Production Deployment Checklist¶
This guide provides a comprehensive checklist for deploying applications using the Chess.com API client in production environments.
Pre-Deployment Checklist¶
1. Environment Configuration¶
Client Configuration¶
import aiohttp
from chess_com_api import ChessComClient
import ssl
def create_production_client():
# SSL Configuration
ssl_context = ssl.create_default_context()
ssl_context.minimum_version = ssl.TLSVersion.TLSv1_2
# Connection Configuration
connector = aiohttp.TCPConnector(
ssl=ssl_context,
limit=100, # Connection pool size
ttl_dns_cache=300, # DNS cache TTL
use_dns_cache=True, # Enable DNS caching
force_close=False # Keep connections alive
)
# Timeout Configuration
timeout = aiohttp.ClientTimeout(
total=30, # Total timeout
connect=10, # Connection timeout
sock_read=10, # Socket read timeout
sock_connect=10 # Socket connect timeout
)
# Create session
session = aiohttp.ClientSession(
connector=connector,
timeout=timeout,
headers={
"User-Agent": "YourApp/1.0 (contact@example.com)"
}
)
return ChessComClient(session=session)
Environment Variables¶
# Required Variables
export CHESS_COM_USER_AGENT="YourApp/1.0 (contact@example.com)"
export CHESS_COM_MAX_RETRIES=3
export CHESS_COM_TIMEOUT=30
export CHESS_COM_RATE_LIMIT=300
# Logging Configuration
export CHESS_COM_LOG_LEVEL=INFO
export CHESS_COM_LOG_FORMAT="%(asctime)s - %(name)s - %(levelname)s - %(message)s"
export CHESS_COM_LOG_FILE="/var/log/chess_com_api.log"
# Monitoring Configuration
export CHESS_COM_ENABLE_METRICS=true
export CHESS_COM_METRICS_PORT=9090
2. Logging Setup¶
Logging Configuration¶
import logging
import logging.handlers
import os
def setup_production_logging():
# Create logger
logger = logging.getLogger("chess_com_api")

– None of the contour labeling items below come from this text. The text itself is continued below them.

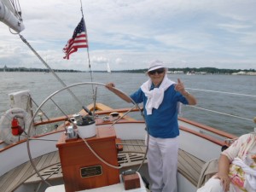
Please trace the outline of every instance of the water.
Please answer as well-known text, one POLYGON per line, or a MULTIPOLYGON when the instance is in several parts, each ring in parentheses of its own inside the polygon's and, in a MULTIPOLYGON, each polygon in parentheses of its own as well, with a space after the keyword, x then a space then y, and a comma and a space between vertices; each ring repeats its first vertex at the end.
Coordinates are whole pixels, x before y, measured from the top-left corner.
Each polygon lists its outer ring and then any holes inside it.
MULTIPOLYGON (((79 82, 90 82, 90 73, 58 73, 57 75, 67 85, 79 82)), ((118 89, 127 94, 135 91, 148 79, 146 75, 141 73, 94 73, 92 75, 94 82, 102 84, 114 82, 118 89)), ((175 81, 177 78, 181 79, 188 90, 197 98, 197 107, 199 108, 249 119, 253 119, 256 116, 256 76, 184 74, 169 74, 168 76, 175 81), (232 92, 254 96, 199 90, 232 92)), ((0 73, 0 113, 3 113, 9 108, 8 97, 9 93, 29 90, 36 103, 40 104, 49 95, 61 89, 62 89, 62 85, 51 73, 0 73)), ((91 90, 91 84, 72 88, 72 90, 84 105, 92 102, 91 90), (87 96, 86 98, 84 98, 84 95, 87 96)), ((65 91, 67 92, 67 90, 65 91)), ((54 101, 63 108, 65 113, 67 111, 68 113, 76 113, 79 107, 79 103, 75 102, 69 95, 67 97, 63 96, 63 94, 61 96, 56 96, 54 101)), ((98 86, 97 102, 102 102, 112 108, 131 107, 131 104, 124 102, 113 93, 109 91, 106 93, 103 86, 98 86)), ((52 114, 49 116, 53 116, 55 113, 63 115, 52 102, 45 105, 44 109, 51 110, 52 114)), ((181 116, 237 136, 253 131, 253 127, 256 126, 253 120, 216 114, 187 106, 183 107, 181 116)))

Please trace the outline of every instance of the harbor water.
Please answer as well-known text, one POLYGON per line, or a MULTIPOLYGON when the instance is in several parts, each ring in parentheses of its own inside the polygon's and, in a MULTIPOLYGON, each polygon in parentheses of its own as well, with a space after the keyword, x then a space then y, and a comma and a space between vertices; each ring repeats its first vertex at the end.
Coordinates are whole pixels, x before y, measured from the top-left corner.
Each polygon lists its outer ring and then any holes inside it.
MULTIPOLYGON (((91 80, 100 84, 114 82, 116 87, 127 95, 137 90, 148 79, 142 73, 93 73, 92 79, 90 73, 56 74, 67 85, 91 80)), ((256 76, 168 74, 168 77, 173 81, 179 78, 187 90, 197 98, 196 108, 183 106, 180 116, 237 136, 251 132, 256 126, 253 122, 256 116, 256 76)), ((73 91, 86 106, 93 102, 92 88, 96 87, 96 84, 78 86, 73 91), (84 94, 88 96, 86 99, 84 94)), ((28 90, 35 103, 39 105, 48 96, 62 88, 63 85, 50 73, 0 73, 0 113, 2 114, 9 108, 9 93, 28 90)), ((131 107, 102 85, 97 88, 96 93, 96 102, 113 108, 131 107)), ((54 100, 64 111, 73 108, 71 111, 76 113, 78 106, 75 102, 64 98, 63 95, 56 96, 54 100)), ((35 109, 36 107, 34 105, 35 109)), ((48 108, 53 112, 59 111, 53 103, 48 108)))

logger.setLevel(logging.INFO)
# File handler
file_handler = logging.handlers.RotatingFileHandler(
os.getenv("CHESS_COM_LOG_FILE", "chess_com_api.log"),
maxBytes=10485760, # 10MB
backupCount=5
)
# Console handler
console_handler = logging.StreamHandler()
# Formatter
formatter = logging.Formatter(
'%(asctime)s - %(name)s - %(levelname)s - %(message)s'
)
file_handler.setFormatter(formatter)
console_handler.setFormatter(formatter)
# Add handlers
logger.addHandler(file_handler)
logger.addHandler(console_handler)
return logger
3. Error Handling¶
Production Error Handler¶
class ProductionErrorHandler:
def __init__(self, logger):
self.logger = logger
self.error_counts = defaultdict(int)
async def handle(self, operation, *args, **kwargs):
try:
return await operation(*args, **kwargs)
except NotFoundError as e:
self.logger.warning(f"Resource not found: {e}")
self.error_counts["not_found"] += 1
raise
except RateLimitError as e:
self.logger.error(f"Rate limit exceeded: {e}")
self.error_counts["rate_limit"] += 1
raise
except Exception as e:
self.logger.exception("Unexpected error")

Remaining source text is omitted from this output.